Astrocytic Synapse Engulfment Is Differentially Controlled by APOE Genotype

APOE gene variants encoding the apolipoprotein E (ApoE) protein are strong genetic modifiers of risk of Alzheimers disease (AD) with the APOE {varepsilon}4 allele (APOE4) associated with substantially increased disease risk, APOE {varepsilon}2 allele (APOE2) associated with decreased risk and APOE {varepsilon}3 allele (APOE3) considered neutral. Recently the Christchurch variant of APOE3 (APOE3Ch) has been shown to protect people from familial AD. Despite this strong evidence for APOE mediating AD risk, the exact biological mechanisms through which APOE influences pathogenesis remain unknown. Our previous work implicates APOE in synapse degeneration in AD with exacerbated plaque-associated synapse loss, increased accumulation of amyloid beta in synapses, and increased ingestion of synapses by glia around plaques observed in APOE4 carriers. Here we used a cell culture system to test the hypothesis that APOE isoforms would differentially regulate phagocytosis of synapses isolated from human post-mortem AD brain tissue. Humanized APOE knock-in astrocyte cell lines exhibited isoform-dependent differences in phagocytic activity with APOE2 < APOE3 < APOE4 as would be expected if APOE genotype mediated risk at least in part through synapse phagocytosis. Interestingly, astrocytes with the protective APOE3Ch allele phagocytosed synapses similarly to APOE4 astrocytes indicating this variant does not likely protect from AD by reducing astrocyte phagocytosis of synapses. These findings indicate that APOE isoforms differentially regulate astrocytic engulfment of AD-associated synaptic material. These isoform-specific effects are not explained by differences in phosphatidylserine recognition, suggesting the involvement of additional mechanisms underlying ApoE-dependent modulation of astrocyte function.
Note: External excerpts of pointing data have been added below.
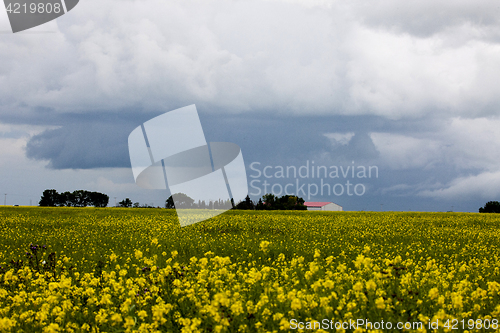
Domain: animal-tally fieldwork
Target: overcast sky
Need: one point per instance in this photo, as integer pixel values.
(410, 88)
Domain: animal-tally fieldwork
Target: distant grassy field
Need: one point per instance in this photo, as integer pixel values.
(118, 269)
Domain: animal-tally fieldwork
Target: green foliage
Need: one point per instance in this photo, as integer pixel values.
(78, 198)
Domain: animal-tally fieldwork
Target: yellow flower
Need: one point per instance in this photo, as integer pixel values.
(433, 293)
(379, 302)
(296, 304)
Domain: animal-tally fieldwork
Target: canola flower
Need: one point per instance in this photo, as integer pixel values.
(136, 270)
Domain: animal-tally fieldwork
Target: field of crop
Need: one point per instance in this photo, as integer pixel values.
(125, 270)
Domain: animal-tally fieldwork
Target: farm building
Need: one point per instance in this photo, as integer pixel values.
(322, 206)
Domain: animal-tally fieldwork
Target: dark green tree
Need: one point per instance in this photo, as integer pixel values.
(98, 199)
(49, 198)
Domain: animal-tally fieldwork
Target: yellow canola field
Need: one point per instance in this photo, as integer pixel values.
(137, 270)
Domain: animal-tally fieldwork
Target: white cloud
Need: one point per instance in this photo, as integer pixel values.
(338, 138)
(285, 56)
(485, 185)
(405, 152)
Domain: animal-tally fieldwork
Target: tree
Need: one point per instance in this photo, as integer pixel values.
(49, 198)
(127, 203)
(490, 207)
(98, 199)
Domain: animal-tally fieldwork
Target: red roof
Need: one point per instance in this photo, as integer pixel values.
(315, 204)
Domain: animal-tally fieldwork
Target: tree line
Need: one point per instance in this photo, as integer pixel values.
(78, 198)
(83, 198)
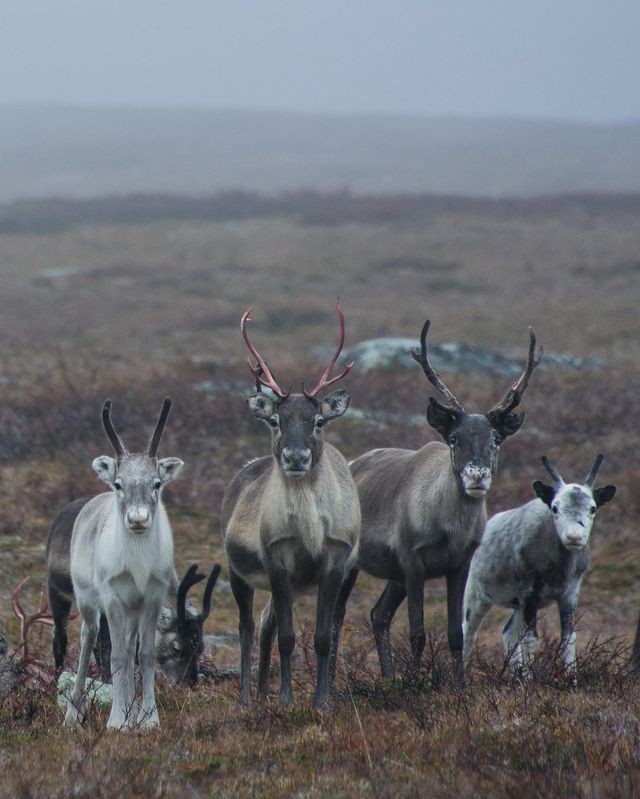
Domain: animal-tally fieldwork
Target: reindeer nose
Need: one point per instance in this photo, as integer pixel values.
(296, 460)
(138, 518)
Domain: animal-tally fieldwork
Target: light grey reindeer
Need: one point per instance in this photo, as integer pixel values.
(290, 522)
(179, 643)
(531, 556)
(423, 512)
(122, 566)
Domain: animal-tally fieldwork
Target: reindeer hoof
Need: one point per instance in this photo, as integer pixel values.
(72, 717)
(148, 721)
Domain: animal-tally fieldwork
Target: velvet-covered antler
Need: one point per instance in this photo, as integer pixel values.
(261, 371)
(326, 379)
(421, 356)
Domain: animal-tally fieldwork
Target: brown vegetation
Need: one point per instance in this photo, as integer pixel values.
(148, 309)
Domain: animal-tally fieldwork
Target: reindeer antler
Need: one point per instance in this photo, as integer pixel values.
(157, 433)
(421, 356)
(513, 396)
(325, 380)
(211, 583)
(594, 471)
(41, 616)
(110, 430)
(261, 371)
(552, 470)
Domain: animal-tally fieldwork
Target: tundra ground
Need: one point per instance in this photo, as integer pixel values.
(137, 311)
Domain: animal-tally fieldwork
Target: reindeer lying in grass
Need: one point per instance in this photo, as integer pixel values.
(122, 566)
(179, 644)
(531, 556)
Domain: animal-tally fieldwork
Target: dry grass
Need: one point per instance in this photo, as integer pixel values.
(162, 301)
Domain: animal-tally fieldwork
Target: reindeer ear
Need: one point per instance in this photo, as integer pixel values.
(105, 467)
(604, 494)
(335, 404)
(169, 469)
(544, 492)
(442, 418)
(506, 424)
(262, 405)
Significance StatementSekizar and colleagues tested whether APOE, the most important genetic risk factor for Alzheimers disease, could affect risk by influencing the ability of astrocytes to phagocytose synapses. Using astrocyte cell lines exposed to synapses isolated from Alzheimers disease brain tissue, they demonstrate that different APOE isoforms differentially modulate astrocyte-mediated synapse phagocytosis. These results will inform future work to develop therapies that aim to preserve synapses in Alzheimers disease.